El refugio predilecto, el más seguro, caliente y acogedor; la primera
etapa de una ruta secreta para huir de Europa y llegar a Sudamérica en
alguno de los barcos de la naviera Aznar que salían desde el puerto de
Bilbao y trasportaban a las ratas hasta lugares ignotos donde
no llegaban las narices de los espías aliados. Bajo el manto de la
Iglesia y la protección del régimen de Franco, España se convirtió desde
1945 en una de las madrigueras más confortables de centenares de
agentes de la Gestapo, la Abwehr, la SD y las SS que huían en busca de
un refugio seguro.
Decenas de familias acomodadas, en su mayoría vinculadas al régimen y
a la Falange, acogieron durante meses en sus casas a tipos altos y
rubios que un día tocaban el timbre de sus domicilios y se presentaban
embutidos en un traje de raya diplomática y con una maleta de cuero en
la mano. Mostraban una carta de recomendación y confesaban que no
hablaban una sola palabra de español. Durante meses, en ocasiones años,
convivían con las familias sin que nadie les preguntara por su pasado.

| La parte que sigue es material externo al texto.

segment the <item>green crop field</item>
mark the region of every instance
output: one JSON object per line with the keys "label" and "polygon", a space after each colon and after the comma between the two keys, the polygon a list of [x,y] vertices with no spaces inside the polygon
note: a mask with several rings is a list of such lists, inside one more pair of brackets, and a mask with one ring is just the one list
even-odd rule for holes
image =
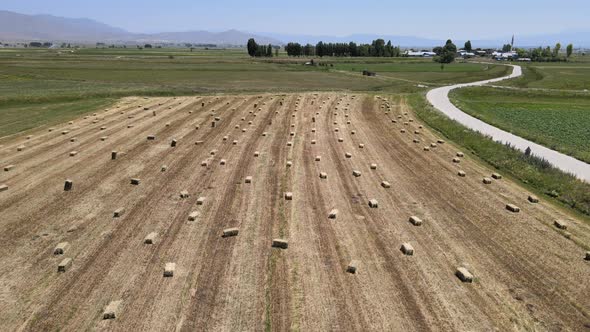
{"label": "green crop field", "polygon": [[568,62],[521,64],[523,77],[501,85],[520,88],[590,90],[590,56],[579,56]]}
{"label": "green crop field", "polygon": [[381,76],[429,85],[485,80],[507,75],[510,71],[506,66],[469,62],[447,64],[441,68],[440,64],[431,59],[405,63],[338,63],[334,68],[357,72],[375,71]]}
{"label": "green crop field", "polygon": [[451,100],[483,121],[590,162],[590,98],[583,94],[463,88]]}
{"label": "green crop field", "polygon": [[[430,110],[424,85],[437,86],[506,75],[495,63],[458,62],[445,65],[417,58],[324,57],[253,59],[244,49],[0,49],[0,137],[39,126],[68,121],[107,108],[133,95],[195,95],[304,91],[358,91],[407,97],[434,130],[464,146],[485,162],[541,192],[590,214],[588,185],[534,159],[495,144]],[[584,60],[584,59],[582,59]],[[531,64],[525,77],[505,82],[514,87],[582,88],[590,62]],[[537,68],[538,67],[538,68]],[[542,67],[542,68],[541,68]],[[550,67],[550,68],[546,68]],[[535,68],[535,69],[533,69]],[[362,70],[377,77],[362,76]],[[551,76],[554,75],[554,76]],[[560,75],[570,82],[561,82]],[[553,82],[553,83],[552,83]],[[509,87],[510,88],[510,87]],[[588,160],[588,98],[578,92],[546,94],[491,88],[465,89],[453,98],[486,121]],[[582,95],[580,95],[582,94]],[[508,96],[508,97],[507,97]],[[534,103],[533,103],[534,101]],[[518,109],[520,112],[512,112]],[[495,111],[494,111],[495,110]],[[462,134],[468,132],[469,134]],[[586,134],[587,137],[587,134]],[[549,142],[549,143],[547,143]]]}
{"label": "green crop field", "polygon": [[[419,82],[452,83],[505,73],[504,66],[431,59],[252,59],[245,49],[0,49],[0,137],[67,120],[130,95],[296,91],[423,91]],[[330,66],[332,65],[332,66]],[[379,73],[364,77],[358,67]]]}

Luego desaparecían para siempre.
"¿Podría usted ayudarme a saber quiénes eran estas tres personas, dos
hombres y una mujer, que durante un año vivieron en nuestra casa en
Bilbao? Solo sé que se llamaban Otto, Hans y Helga. ¿Cree usted que
hicieron algo malo?”, me escribió en los noventa una señora. Nunca
pudimos descubrir el secreto de aquellos tres personajes. Ni el de otros
centenares que vivieron experiencias similares y cuyo enigmático rastro
se lo ha llevado el viento de la historia.
“¡Español! ¡Difunde esta hoja! Son los judíos los que ordenan y
mandan en Rusia, Inglaterra y Estados Unidos. No olvidemos que esta
guerra ha sido provocada por el judaísmo, que es el verdadero director
de la política de las naciones que forman en la fila de los anti-Dios”.
Hojas volanderas como esta distribuidas por los cines, cafés, parroquias
y peluquerías por el equipo del director de la propaganda pro-nazi en
España, el hábil y elegante Hans J. Lazar, desde su oficina en la
embajada alemana en Madrid, en un palacete en el número 4 del Paseo de
la Castellana, allanaron el camino para que se abrieran las puertas a
los hombres con traje y maleta que aparecieron en silencio, pero como un
aluvión por toda España. Sus identidades no están en las listas negras
redactadas por los Aliados.
Al agente Obermueller los policías le despidieron con una cena de gala y cantaron el Danubio Azul
Las listas de repatriación de los Aliados al terminar la guerra
demuestran la importancia de España como refugio de espías y criminales
nazis. Están escritas a máquina y en inglés y detallan la dirección en
las que residían y sus actividades: torturadores, empresarios que
colaboraban con Hitler, diplomáticos, agentes de la Gestapo, Abwehr y
las SS. Ninguno relevante de los 750 reclamados fue entregado. Tampoco
el doctor Franz Liseau Zacharias que vivía en el número 52 de la calle
Alcalá y cuya ficha decía: “Este hombre se hace llamar doctor. En
realidad fue agente del servicio de contraespionaje (la Abwehr)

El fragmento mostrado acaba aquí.